An analysis of readmissions after hospitalization with community-acquired pneumonia (CAP) in France found that few readmissions were avoidable, supporting criticism that the measure may lead to unfair penalties under pay-for-performance programs.
Few readmissions following hospitalization with community-acquired pneumonia were avoidable, a new study in France found, suggesting that the metric may not be an appropriate measure for hospital pay-for-performance programs.
The retrospective, observational cohort study, published in JAMA Network Open, included 1150 patients hospitalized with community-acquired pneumonia at Grenoble University Hospital and Annecy General Hospital in France in 2014.
“Only a small percentage of readmissions following hospitalization for pneumonia are preventable (less than 1 in 10 readmissions),” Bastien Boussat, MD, PhD, of the Grenoble University Hospital Department of Epidemiology in Grenoble, France, told Contagion.
The study included 651 (56.6%) men, the median age was 77.8, 98 patients (8.5%) died in the hospital, and 184 were readmitted within 30 days, including 108 (9.4%) for whom readmission was unplanned.
Data collected included comorbid conditions, pneumonia severity index risk class, physical examination and laboratory findings, X-ray or CT scan findings, and microbiological work-ups, along with treatments and complications.
The study included reviews of clinical records by medical experts, who evaluated the unplanned nature of readmission, avoidable nature, and the causes of readmissions. Each case was reviewed by 4 experts from a panel of nine board-certified physicians, including 3 infectious disease specialists, three pulmonologists, and three clinical epidemiology specialists. The likelihood a readmission was avoidable was quantified using latent class analysis and considered avoidable with a Bayes posterior probability score exceeding 50%.
Fifteen of the 108 unplanned readmissions had a posterior probability of avoidability score exceeding 50% (13.9% of the 108 unplanned readmissions; 95% CI, 8.0%-21.9%). The time between hospital discharge and readmission was significantly shorter among those with avoidable readmission at 4 days compared with 12 (p=.02).
Boussat said he was surprised by the difficulty for experts to agree on whether a readmission was preventable and the low percentage of preventable readmissions.
The four independent reviewers were in perfect agreement in only 51 of the 108 unplanned readmissions (47.2%), including one that was classified as avoidable.
“The use of 30-day readmission following a hospitalization for CAP for determining shortcut payments and public reporting may unfairly penalize hospitals,” Boussat said, highlighting the “need to use multiple, independent reviews when the judgment criterion involves reviewer subjectivity. These multiple independent reviews can be easily analyzed using latent class analysis models.”
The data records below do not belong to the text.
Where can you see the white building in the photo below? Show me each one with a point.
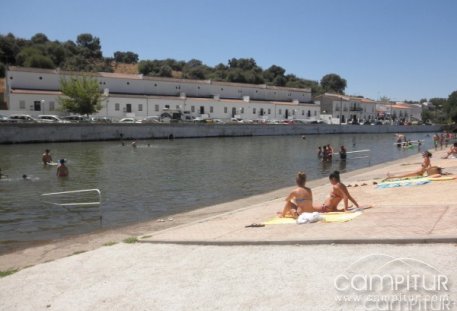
(36, 91)
(400, 111)
(346, 108)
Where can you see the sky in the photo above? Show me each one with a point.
(402, 49)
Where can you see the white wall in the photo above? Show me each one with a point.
(155, 105)
(42, 79)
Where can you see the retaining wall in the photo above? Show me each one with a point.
(30, 133)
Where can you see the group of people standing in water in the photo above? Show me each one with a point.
(325, 153)
(300, 200)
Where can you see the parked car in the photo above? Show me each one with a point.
(151, 119)
(100, 120)
(23, 118)
(75, 119)
(129, 120)
(50, 118)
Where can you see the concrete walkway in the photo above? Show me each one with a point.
(215, 263)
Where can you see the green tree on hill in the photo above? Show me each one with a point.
(333, 83)
(81, 95)
(451, 107)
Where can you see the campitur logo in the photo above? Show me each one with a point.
(383, 282)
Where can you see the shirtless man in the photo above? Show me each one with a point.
(62, 170)
(339, 192)
(298, 201)
(46, 157)
(452, 152)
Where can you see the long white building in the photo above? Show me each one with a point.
(35, 91)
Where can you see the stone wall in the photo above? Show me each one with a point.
(30, 133)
The Centers for Medicaid and Medicare Services introduced the pay-for-performance program in 2008, tying Medicare reimbursements to hospital quality metrics. Pneumonia readmission within 30 days was included under the Hospital Readmission Reduction Program (HRRP) in 2012, based on the notion that readmission is often avoidable. Since then Europe, England, Germany, Denmark, and France have introduced similar pay-for-performance programs, the authors said, noting that those programs have drawn criticism for not adequately accounting for medical complexity and unavoidable nature of some readmissions.
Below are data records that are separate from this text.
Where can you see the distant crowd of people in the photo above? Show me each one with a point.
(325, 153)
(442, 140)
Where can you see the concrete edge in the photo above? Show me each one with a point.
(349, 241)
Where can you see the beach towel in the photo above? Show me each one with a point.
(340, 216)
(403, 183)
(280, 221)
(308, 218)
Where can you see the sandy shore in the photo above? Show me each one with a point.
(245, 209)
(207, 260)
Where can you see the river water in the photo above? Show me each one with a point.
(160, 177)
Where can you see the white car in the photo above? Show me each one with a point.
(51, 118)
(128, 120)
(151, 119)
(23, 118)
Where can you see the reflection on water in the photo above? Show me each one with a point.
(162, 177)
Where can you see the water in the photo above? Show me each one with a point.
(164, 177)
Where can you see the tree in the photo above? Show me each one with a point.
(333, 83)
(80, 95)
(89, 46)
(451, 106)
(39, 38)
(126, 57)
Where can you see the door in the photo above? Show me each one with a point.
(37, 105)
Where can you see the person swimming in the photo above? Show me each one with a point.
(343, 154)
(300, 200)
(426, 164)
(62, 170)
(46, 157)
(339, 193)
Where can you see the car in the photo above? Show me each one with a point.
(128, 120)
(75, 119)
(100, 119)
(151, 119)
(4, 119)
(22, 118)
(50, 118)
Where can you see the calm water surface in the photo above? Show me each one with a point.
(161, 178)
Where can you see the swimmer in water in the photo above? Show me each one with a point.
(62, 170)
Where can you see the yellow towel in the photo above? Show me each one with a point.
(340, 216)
“Policymakers could structure national reporting systems around the general approach used in this study, ie, a consensus-based expert review of readmissions,” Boussat said. “The generalization of digital health records at the hospital level and the development of artificial intelligence algorithms applied to electronic medical records could create a pathway to automated clinical prediction models in the near future, which take better account of the complexity of readmissions than do simple medico-administrative data.”